Subhajoy Roy   |   Calcutta   |   Published 12.12.20, 01:57 AM

The chairperson of the West Bengal Clinical Establishment Regulatory Commission has said private hospitals are free to reduce the number of Covid beds if they wished so. 

Several private hospitals were mulling to reduce the number of Covid beds as number of non-Covid patients was in the rise. Some hospitals said they would seek an informal approval from the government before reducing beds. 
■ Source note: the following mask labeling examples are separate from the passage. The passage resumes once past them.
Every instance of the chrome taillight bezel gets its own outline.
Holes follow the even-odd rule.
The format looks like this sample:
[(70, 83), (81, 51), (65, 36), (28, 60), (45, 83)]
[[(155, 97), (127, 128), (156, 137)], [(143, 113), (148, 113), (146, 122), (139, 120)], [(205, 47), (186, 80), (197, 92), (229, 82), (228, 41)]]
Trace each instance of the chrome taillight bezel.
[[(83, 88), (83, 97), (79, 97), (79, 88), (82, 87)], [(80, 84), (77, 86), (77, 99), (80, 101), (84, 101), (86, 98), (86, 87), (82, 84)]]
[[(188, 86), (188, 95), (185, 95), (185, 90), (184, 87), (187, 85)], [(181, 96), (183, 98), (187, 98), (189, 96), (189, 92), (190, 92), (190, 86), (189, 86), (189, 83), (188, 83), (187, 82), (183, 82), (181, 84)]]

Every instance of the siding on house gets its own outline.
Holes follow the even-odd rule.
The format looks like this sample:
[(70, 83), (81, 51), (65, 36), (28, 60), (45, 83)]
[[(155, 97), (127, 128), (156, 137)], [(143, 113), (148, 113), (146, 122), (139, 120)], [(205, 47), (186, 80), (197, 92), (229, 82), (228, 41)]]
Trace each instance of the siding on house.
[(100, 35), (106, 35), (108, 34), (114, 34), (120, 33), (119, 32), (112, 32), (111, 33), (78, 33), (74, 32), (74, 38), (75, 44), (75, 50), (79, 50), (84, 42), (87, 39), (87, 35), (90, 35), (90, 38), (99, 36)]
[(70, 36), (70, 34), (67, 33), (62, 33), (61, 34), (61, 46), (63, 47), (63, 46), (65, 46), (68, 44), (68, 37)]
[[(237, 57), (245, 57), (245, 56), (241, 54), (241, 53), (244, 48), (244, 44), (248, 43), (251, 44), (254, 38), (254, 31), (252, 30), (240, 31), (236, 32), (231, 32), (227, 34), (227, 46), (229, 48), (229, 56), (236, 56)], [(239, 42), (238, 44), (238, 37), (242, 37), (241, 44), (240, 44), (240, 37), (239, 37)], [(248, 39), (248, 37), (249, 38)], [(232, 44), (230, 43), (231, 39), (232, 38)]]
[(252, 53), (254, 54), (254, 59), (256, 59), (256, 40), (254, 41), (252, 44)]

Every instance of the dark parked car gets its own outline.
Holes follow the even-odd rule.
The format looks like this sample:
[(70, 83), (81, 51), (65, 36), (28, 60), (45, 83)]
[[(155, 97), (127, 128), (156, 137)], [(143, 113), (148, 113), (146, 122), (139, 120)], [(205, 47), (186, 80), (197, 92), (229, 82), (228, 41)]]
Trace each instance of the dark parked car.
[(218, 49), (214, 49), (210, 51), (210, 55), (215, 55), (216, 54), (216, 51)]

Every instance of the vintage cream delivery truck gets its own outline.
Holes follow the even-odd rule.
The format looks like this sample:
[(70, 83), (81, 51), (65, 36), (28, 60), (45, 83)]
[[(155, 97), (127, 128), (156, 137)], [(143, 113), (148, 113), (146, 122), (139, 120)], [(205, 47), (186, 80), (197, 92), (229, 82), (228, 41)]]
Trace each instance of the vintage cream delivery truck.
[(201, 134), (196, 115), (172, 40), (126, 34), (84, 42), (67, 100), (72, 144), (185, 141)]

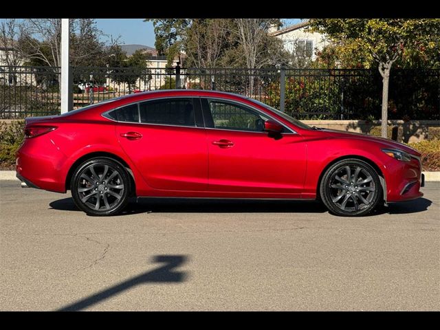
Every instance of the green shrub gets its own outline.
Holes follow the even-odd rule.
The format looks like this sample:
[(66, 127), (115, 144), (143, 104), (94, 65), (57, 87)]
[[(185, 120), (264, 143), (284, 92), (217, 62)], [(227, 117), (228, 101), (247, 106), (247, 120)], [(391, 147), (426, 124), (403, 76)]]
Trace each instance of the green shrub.
[(440, 139), (440, 127), (430, 127), (428, 130), (428, 140)]
[(0, 143), (21, 144), (24, 138), (24, 120), (14, 120), (10, 124), (0, 122)]
[(165, 77), (165, 83), (159, 89), (175, 89), (176, 80), (174, 78)]
[[(393, 126), (388, 125), (388, 127), (386, 128), (386, 138), (387, 139), (393, 139), (395, 141), (399, 141), (401, 142), (402, 141), (402, 132), (403, 130), (402, 129), (402, 127), (398, 127), (397, 129), (397, 136), (393, 136)], [(382, 127), (380, 126), (373, 126), (371, 127), (371, 129), (370, 129), (370, 131), (368, 133), (368, 135), (373, 135), (373, 136), (377, 136), (377, 137), (382, 137)], [(394, 139), (393, 138), (394, 138)]]
[(14, 168), (15, 153), (24, 139), (24, 120), (0, 122), (0, 168)]

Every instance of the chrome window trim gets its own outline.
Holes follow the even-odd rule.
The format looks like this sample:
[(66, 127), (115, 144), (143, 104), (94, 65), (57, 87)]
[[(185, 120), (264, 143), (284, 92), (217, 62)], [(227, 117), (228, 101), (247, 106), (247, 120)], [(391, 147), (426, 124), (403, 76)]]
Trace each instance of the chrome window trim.
[[(232, 95), (235, 95), (235, 94), (232, 94)], [(206, 127), (206, 126), (196, 126), (196, 122), (195, 122), (195, 126), (183, 126), (183, 125), (173, 125), (171, 124), (153, 124), (151, 122), (140, 122), (140, 103), (144, 102), (150, 102), (150, 101), (155, 101), (155, 100), (165, 100), (165, 99), (169, 99), (169, 98), (198, 98), (200, 99), (201, 98), (204, 98), (206, 99), (211, 99), (211, 100), (219, 100), (221, 101), (226, 101), (226, 102), (230, 102), (232, 103), (235, 103), (239, 105), (244, 105), (245, 107), (248, 107), (250, 109), (252, 109), (252, 110), (254, 110), (255, 111), (258, 112), (258, 113), (261, 113), (263, 116), (265, 116), (266, 117), (269, 117), (270, 119), (272, 119), (272, 120), (275, 121), (276, 122), (278, 122), (278, 124), (280, 124), (281, 126), (283, 126), (283, 127), (286, 128), (287, 129), (288, 129), (289, 131), (288, 132), (283, 132), (283, 134), (287, 134), (287, 135), (292, 135), (292, 134), (298, 134), (298, 133), (294, 130), (293, 129), (291, 129), (290, 127), (287, 126), (287, 125), (285, 125), (285, 124), (283, 124), (283, 122), (280, 122), (278, 120), (274, 118), (272, 116), (270, 116), (269, 113), (266, 113), (265, 112), (262, 111), (261, 110), (255, 108), (254, 107), (250, 106), (246, 103), (241, 103), (238, 101), (236, 101), (235, 100), (230, 100), (228, 98), (219, 98), (219, 97), (208, 97), (208, 96), (162, 96), (161, 98), (151, 98), (151, 99), (147, 99), (147, 100), (143, 100), (141, 101), (136, 101), (136, 102), (133, 102), (131, 103), (127, 103), (125, 104), (124, 105), (121, 105), (120, 107), (118, 107), (116, 108), (113, 108), (113, 109), (111, 109), (110, 110), (107, 110), (107, 111), (104, 111), (103, 113), (101, 113), (101, 116), (104, 117), (106, 119), (108, 119), (109, 120), (111, 120), (112, 122), (122, 122), (122, 123), (124, 123), (126, 122), (128, 124), (140, 124), (142, 125), (153, 125), (153, 126), (170, 126), (170, 127), (186, 127), (186, 128), (193, 128), (193, 129), (221, 129), (222, 131), (232, 131), (232, 132), (246, 132), (246, 133), (265, 133), (267, 134), (267, 132), (257, 132), (255, 131), (243, 131), (243, 130), (239, 130), (239, 129), (216, 129), (216, 128), (211, 128), (211, 127)], [(119, 109), (129, 106), (129, 105), (132, 105), (134, 104), (138, 104), (138, 116), (139, 116), (139, 121), (138, 122), (122, 122), (122, 121), (120, 121), (120, 120), (114, 120), (111, 118), (110, 118), (110, 116), (109, 116), (109, 113), (111, 111), (116, 111)]]
[[(286, 126), (285, 124), (283, 124), (283, 122), (280, 122), (278, 119), (274, 118), (272, 116), (270, 116), (270, 114), (267, 113), (265, 112), (262, 111), (261, 110), (260, 110), (259, 109), (256, 109), (254, 107), (252, 107), (251, 105), (249, 105), (247, 103), (240, 103), (238, 101), (236, 101), (235, 100), (229, 100), (228, 98), (219, 98), (219, 97), (209, 97), (209, 96), (200, 96), (200, 98), (204, 98), (208, 99), (208, 100), (219, 100), (221, 101), (226, 101), (226, 102), (230, 102), (232, 103), (235, 103), (236, 104), (239, 105), (243, 105), (244, 107), (248, 107), (249, 108), (250, 108), (252, 110), (256, 111), (258, 113), (261, 113), (261, 115), (263, 115), (265, 117), (269, 117), (270, 119), (272, 119), (272, 120), (274, 120), (274, 122), (278, 123), (279, 124), (280, 124), (281, 126), (283, 126), (283, 127), (285, 127), (285, 129), (288, 129), (289, 131), (288, 132), (282, 132), (282, 134), (298, 134), (298, 133), (296, 131), (295, 131), (295, 130), (291, 129), (290, 127)], [(252, 102), (252, 101), (251, 101)], [(265, 131), (262, 131), (262, 132), (258, 132), (256, 131), (244, 131), (244, 130), (241, 130), (241, 129), (221, 129), (221, 128), (211, 128), (211, 127), (205, 127), (206, 129), (221, 129), (222, 131), (236, 131), (236, 132), (248, 132), (248, 133), (267, 133), (267, 132)]]
[[(194, 128), (194, 129), (205, 129), (206, 127), (201, 127), (199, 126), (197, 126), (197, 123), (195, 122), (195, 116), (194, 118), (194, 126), (184, 126), (184, 125), (173, 125), (171, 124), (154, 124), (152, 122), (141, 122), (140, 121), (140, 103), (143, 103), (144, 102), (150, 102), (150, 101), (155, 101), (157, 100), (166, 100), (166, 99), (169, 99), (169, 98), (200, 98), (200, 96), (163, 96), (162, 98), (151, 98), (151, 99), (148, 99), (148, 100), (143, 100), (142, 101), (136, 101), (136, 102), (133, 102), (131, 103), (127, 103), (126, 104), (124, 105), (121, 105), (120, 107), (118, 107), (116, 108), (113, 108), (113, 109), (111, 109), (110, 110), (107, 110), (107, 111), (103, 112), (102, 113), (101, 113), (101, 116), (104, 117), (106, 119), (109, 119), (110, 120), (111, 120), (112, 122), (126, 122), (129, 124), (141, 124), (142, 125), (158, 125), (158, 126), (169, 126), (171, 127), (189, 127), (189, 128)], [(138, 104), (138, 116), (139, 116), (139, 121), (138, 122), (122, 122), (120, 120), (116, 120), (115, 119), (113, 119), (111, 118), (110, 118), (110, 116), (109, 116), (109, 113), (111, 111), (116, 111), (116, 110), (121, 109), (121, 108), (124, 108), (125, 107), (129, 107), (130, 105), (133, 105), (133, 104)]]

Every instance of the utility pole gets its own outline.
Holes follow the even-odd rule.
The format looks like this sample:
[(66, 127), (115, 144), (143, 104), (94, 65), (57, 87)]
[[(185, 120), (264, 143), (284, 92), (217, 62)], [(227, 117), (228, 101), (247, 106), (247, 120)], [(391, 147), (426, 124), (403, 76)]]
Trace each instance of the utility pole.
[(61, 113), (73, 109), (72, 74), (69, 62), (69, 19), (61, 19)]

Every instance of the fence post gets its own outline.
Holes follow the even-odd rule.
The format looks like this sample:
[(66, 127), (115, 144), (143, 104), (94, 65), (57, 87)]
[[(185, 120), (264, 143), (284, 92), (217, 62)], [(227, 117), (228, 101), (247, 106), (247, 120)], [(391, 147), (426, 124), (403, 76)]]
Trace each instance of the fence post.
[(281, 65), (280, 74), (280, 111), (284, 112), (286, 96), (286, 68)]
[(72, 110), (74, 106), (72, 69), (69, 62), (69, 19), (61, 19), (61, 113)]
[(89, 104), (94, 104), (94, 84), (92, 83), (94, 75), (90, 75), (90, 84), (89, 84), (89, 96), (90, 97)]
[(180, 62), (177, 62), (177, 65), (176, 65), (176, 89), (179, 89), (181, 88), (180, 86)]

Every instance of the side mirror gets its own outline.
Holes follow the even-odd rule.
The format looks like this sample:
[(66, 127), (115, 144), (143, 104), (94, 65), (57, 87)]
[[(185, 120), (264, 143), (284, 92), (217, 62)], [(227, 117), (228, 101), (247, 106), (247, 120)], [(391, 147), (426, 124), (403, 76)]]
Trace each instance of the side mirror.
[(281, 133), (284, 129), (283, 126), (273, 120), (267, 120), (264, 122), (264, 130), (266, 132)]

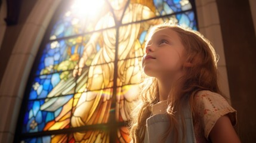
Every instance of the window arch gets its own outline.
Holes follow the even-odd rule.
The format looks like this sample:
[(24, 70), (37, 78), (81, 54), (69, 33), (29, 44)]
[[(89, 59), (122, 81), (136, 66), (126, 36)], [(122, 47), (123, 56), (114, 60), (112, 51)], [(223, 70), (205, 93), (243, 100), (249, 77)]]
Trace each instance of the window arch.
[(129, 142), (149, 29), (168, 20), (196, 30), (195, 11), (188, 0), (63, 1), (30, 74), (20, 141)]

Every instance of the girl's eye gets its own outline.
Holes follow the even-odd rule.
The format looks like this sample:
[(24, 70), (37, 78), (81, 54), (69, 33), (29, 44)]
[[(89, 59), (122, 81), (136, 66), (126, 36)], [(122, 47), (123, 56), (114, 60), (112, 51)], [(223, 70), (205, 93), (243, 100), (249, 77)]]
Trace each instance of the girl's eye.
[(161, 40), (159, 42), (159, 45), (162, 45), (164, 43), (168, 43), (168, 42), (165, 40)]

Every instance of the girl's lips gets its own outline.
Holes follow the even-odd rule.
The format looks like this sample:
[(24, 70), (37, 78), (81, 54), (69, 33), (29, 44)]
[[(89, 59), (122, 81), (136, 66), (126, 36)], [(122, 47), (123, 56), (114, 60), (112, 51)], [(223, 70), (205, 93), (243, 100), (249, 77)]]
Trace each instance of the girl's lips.
[(146, 57), (145, 57), (145, 60), (147, 60), (147, 59), (156, 59), (155, 58), (154, 58), (154, 57), (153, 57), (152, 56), (151, 56), (151, 55), (146, 55)]

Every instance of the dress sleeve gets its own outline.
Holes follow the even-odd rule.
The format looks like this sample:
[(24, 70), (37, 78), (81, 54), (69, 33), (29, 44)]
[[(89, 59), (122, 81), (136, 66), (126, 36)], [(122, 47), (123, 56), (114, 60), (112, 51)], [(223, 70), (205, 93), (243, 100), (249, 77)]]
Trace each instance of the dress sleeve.
[(236, 124), (236, 111), (218, 94), (209, 91), (198, 92), (196, 95), (195, 107), (207, 139), (211, 129), (221, 117), (227, 115), (232, 125)]

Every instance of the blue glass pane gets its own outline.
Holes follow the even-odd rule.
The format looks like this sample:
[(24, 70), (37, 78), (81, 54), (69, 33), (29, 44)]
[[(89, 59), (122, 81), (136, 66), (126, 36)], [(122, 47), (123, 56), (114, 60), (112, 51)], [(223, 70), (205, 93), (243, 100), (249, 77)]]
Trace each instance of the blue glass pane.
[(23, 132), (69, 128), (72, 104), (73, 95), (29, 101), (24, 118)]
The commission had asked all private hospitals to increase the number of Covid beds ahead of Durga Puja and Diwali, when many had apprehended a rise in the numbers of Covid patients.

“It is the decision of private hospitals whether they want to reduce the number of Covid beds. We cannot tell them how many beds they should reserve for Covid patients. We had earlier appealed them to increase the number of Covid beds and the hospitals responded to our call,” Retired judge Ashim Banerjee, the commission’s chairperson, said on Friday, when Metro asked him whether private hospitals needed the commission’s permission to reduce Covid beds.

Officials of several private hospitals in Calcutta said they were thinking of reducing the number of Covid beds since the rate of hospitalisation has fallen and the number of patients with other illnesses is rising steadily.

“People who did not do elective surgeries for months because of Covid-19 are now coming to hospitals. Winters are usually the time when most elective surgeries are performed. So there is a need to increase the number of non-Covid beds,” said a senior official of a private hospital.

Officials of another private hospital said they will wait for a few days before deciding whether to reduce the number of Covid beds.

“Though occupancy has gone down but we want to wait and see whether this sustains for a month or so. The transformation of a Covid unit to non-Covid is easy, but the opposite is not that easy,” an official of a private hospital in south Calcutta said.

Some private hospitals said they would seek the government’s approval before reducing Covid beds.

“Though we are not bound by dictates of the government, still we would like to take its approval,” said an official of a hospital off the EM Bypass. 

Around 20 of the 150 Covid beds at Peerless Hospital have remained vacant for last fortnight. At RN Tagore Institute of Cardiac Sciences, 45 out of 130 Covid beds have remained vacant for the last one month. About 85 per cent of the 270 beds in the three units of AMRI Hospitals have been staying vacant for some time. An official of Medica Superspeciality Hospital, however, said they did not have any vacant Covid beds. 

The bulk of vacant Covid beds at private hospitals were general beds. The rate of occupancy for critical care beds was higher, officials said. 

The government on Thursday released a number of beds in several private hospitals that it had requisitioned to treat Covid patients. “The rate of hospitalisation for Covid-19 is gradually coming down.... We have to make beds available for other patients,” Ajay Chakraborty, the director of health services, had said.